October 17, 2014

The Desperate Corbett Campaign

How else can you explain such a fleeting connection with the truth?

I've seen this ad on my TV a few times (as I am sure you all have):


But did you know that it's all based on a smeary lie?

Look at the image.  It reads, "Wolf calls for income tax increase" and references that to PoliticsPA.

But when you actually go to PoliticsPA looking for a mention of Wolf increasing the income tax, you'll find this piece.  In it, it reads:
The Democratic nominee’s proposed budget would also adjust the state’s 43 year old income tax. If elected, he plans to shift more of the financial burden onto citizens in the higher income brackets. He also plans to relieve more low-income households of their tax burden through a “universal exemption.”

Wolf sees his plan as fair, and he hopes that it will lessen the burden on those who he deems as the middle class; households with annual incomes between $70,000 and $90,000. [Emphasis added.]
And yet the first line of the ad claims that "Tom Wolf is going to raise the income tax on middle class families." You can't get much more dishonest than that.

The interesting part about all this is that while the (at best) misleading Corbett ad references PoliticsPA on the tax increase, all the information above is actually found at (now wait for it), PoliticsPA.

If Corbett had better ideas than Wolf, he'd be spending his money telling us all about them.  Instead he's using his money to mislead the electorate, the people he hopes will vote for him.  Can't get much more desperate than that.
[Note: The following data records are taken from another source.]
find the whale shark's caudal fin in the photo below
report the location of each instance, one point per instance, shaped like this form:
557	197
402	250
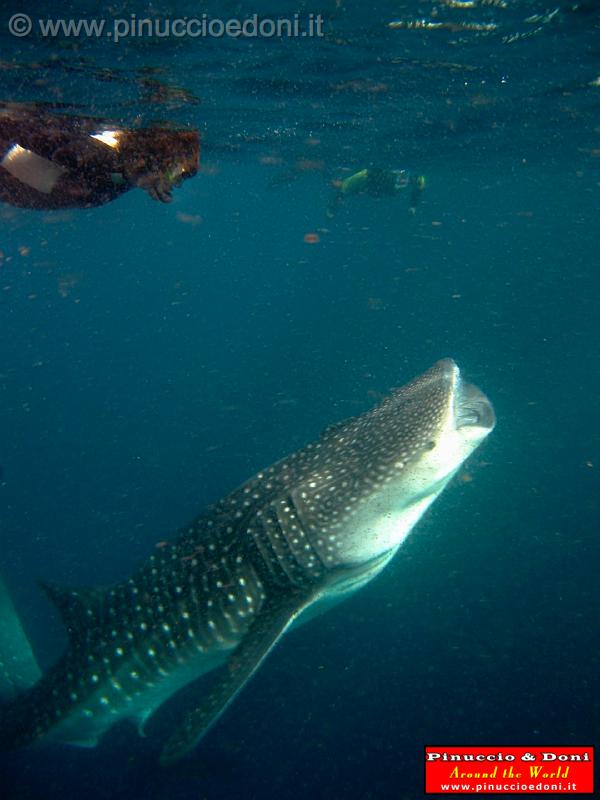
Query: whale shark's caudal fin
18	667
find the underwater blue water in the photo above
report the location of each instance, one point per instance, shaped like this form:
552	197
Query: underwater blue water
153	357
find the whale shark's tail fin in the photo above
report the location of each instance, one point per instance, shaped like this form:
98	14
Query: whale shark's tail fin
18	668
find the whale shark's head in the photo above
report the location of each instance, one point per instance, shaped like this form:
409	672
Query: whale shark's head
370	479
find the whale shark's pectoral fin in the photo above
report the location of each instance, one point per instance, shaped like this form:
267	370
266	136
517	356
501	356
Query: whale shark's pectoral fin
274	618
18	667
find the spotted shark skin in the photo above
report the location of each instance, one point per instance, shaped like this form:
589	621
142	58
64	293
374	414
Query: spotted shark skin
304	533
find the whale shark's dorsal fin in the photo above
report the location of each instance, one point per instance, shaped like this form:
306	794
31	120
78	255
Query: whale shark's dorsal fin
277	614
79	607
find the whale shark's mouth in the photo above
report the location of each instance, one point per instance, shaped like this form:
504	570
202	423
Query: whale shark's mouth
472	408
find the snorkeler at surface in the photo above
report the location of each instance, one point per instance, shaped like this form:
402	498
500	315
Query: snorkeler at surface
50	161
377	182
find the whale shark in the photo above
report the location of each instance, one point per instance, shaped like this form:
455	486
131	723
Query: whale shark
296	538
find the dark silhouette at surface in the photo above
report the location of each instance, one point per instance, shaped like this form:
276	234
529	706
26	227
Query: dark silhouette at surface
50	161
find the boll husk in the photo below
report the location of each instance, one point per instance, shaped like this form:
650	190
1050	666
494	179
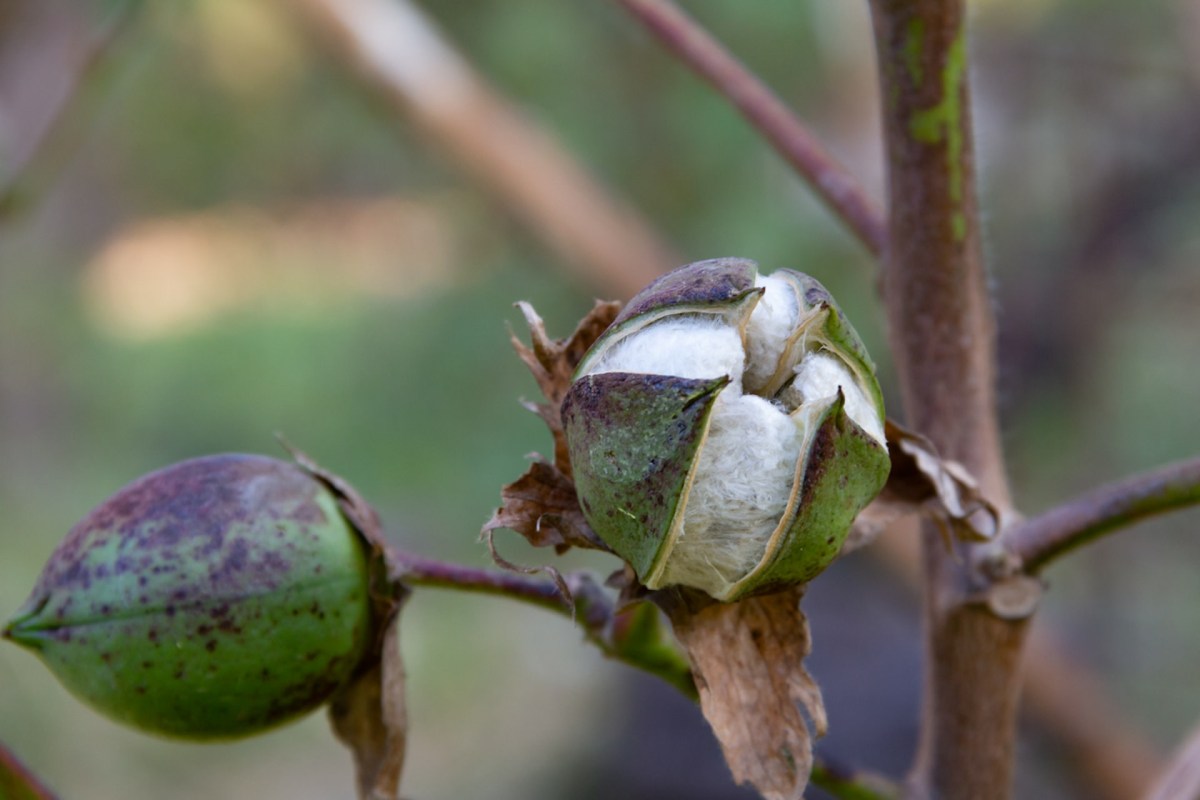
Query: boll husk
725	429
213	599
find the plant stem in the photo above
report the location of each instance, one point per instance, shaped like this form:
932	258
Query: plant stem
943	337
832	181
589	606
607	627
397	50
1045	537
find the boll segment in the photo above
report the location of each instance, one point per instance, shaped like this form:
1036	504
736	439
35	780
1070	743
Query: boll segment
726	429
213	599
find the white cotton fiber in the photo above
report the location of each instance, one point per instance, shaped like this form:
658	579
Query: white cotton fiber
817	378
741	489
697	347
771	323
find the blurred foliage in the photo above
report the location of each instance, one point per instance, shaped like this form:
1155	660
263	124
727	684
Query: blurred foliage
1087	137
And then there's the photoshopping.  (PoliticsPA led me to Buzzfeed on this):
A black woman smiling in the background of a group picture that appears at the bottom of every page of Pennsylvania Gov. Tom Corbett’s campaign website is actually a stock image, photshopped in.
What, they can't find an actual picture of the Governor speaking with actual African-Americans to use on the campaign website?